Janet Woodcock, deputy commissioner for Scientific and Medical Programs, chief medical officer, and acting director of the FDA's Center for Drug Evaluation and Research (CEDR) revealed during a press briefing that the contaminant constituted between five per cent and 20 per cent of the API in the samples in which it was present.

"This substance . .

.

appears to act like heparin," said Woodcock, although it is unclear as yet as to whether the contaminant was added as a counterfeit API in a bid to reduce manufacturing costs, or whether there is another explanation.

"At this point, we do not know whether the introduction was accidental or whether it was deliberate," she said.

It is worth pointing out that although the FDA has identified the heparin contaminant, it is yet to prove a conclusive link between this and the events that led to the drug's recall from the market.

However, it has been confirmed that the batches of heparin that were associated with the adverse events were found to have the contaminant, while batches that did not have the contaminant were not linked to any of the cases of illness.

It has also been confirmed that although the contaminant was found in samples that were produced in both the Wisconsin plant and the China plant, all were made with APIs manufactured at the China plant.

The identity of the Chinese plant is Changzhou SPL, a factory in the city of the same name.

This facility is actually 55 per cent owned by Scientific Protein Laboratories (SPL) , the company that also supplies the heparin API from a site in Wisconsin, US.

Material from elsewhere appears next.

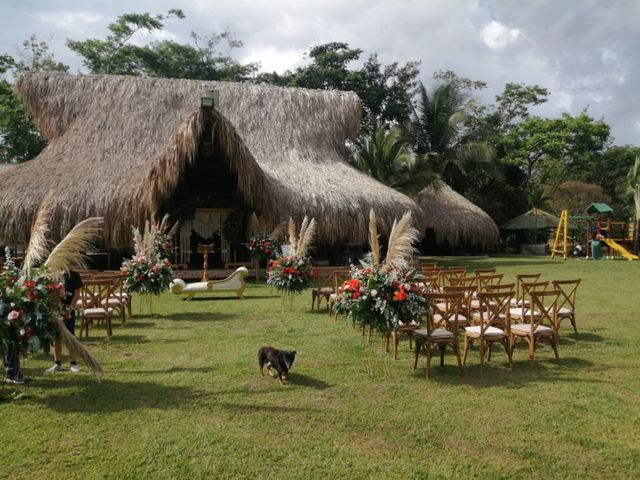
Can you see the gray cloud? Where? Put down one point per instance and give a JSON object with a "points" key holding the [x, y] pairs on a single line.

The FDA has conducted an investigation at both of these plants, as well as a facility owned by one of Baxter's subsidiaries in New Jersey, where the finished heparin is packaged, although this facility has now all but been ruled out of the agency's investigation.

Folowing the FDA's press briefing, SPL issued a statement maintaining that "thus far, no conclusions have been reached about the root cause.

It is premature to conclude that the heparin API sourced from China and provided by SPL to Baxter is responsible for these adverse events".

"During the call with the media, FDA speculated that the source of the adverse events may be a contaminant.

It is important to note that this theory is speculation at this point, and SPL is participating actively in working with the FDA to pursue this theory as well as others so that we can understand the cause of the adverse events".

However, as a voluntary and precautionary measure, SPL said that it has agreed to voluntarily remove from the market any lots of China-sourced heparin API where tests have indicated the presence of an extra signal/peak in testing.

The firm has notified all its customers who have received certain lots of that API material.

Meanwhile, the firm said that Changzhou SPL is preparing its response to the "concerning" observations made by the FDA during the recent inspection of its facility.

"It is important to emphasise that the root cause of the heparin adverse events has not been tied to any of the agency's observations", said SPL.

Baxter was asked by Outsourcing-Pharma.com to comment but failed to do so before the time of publishing.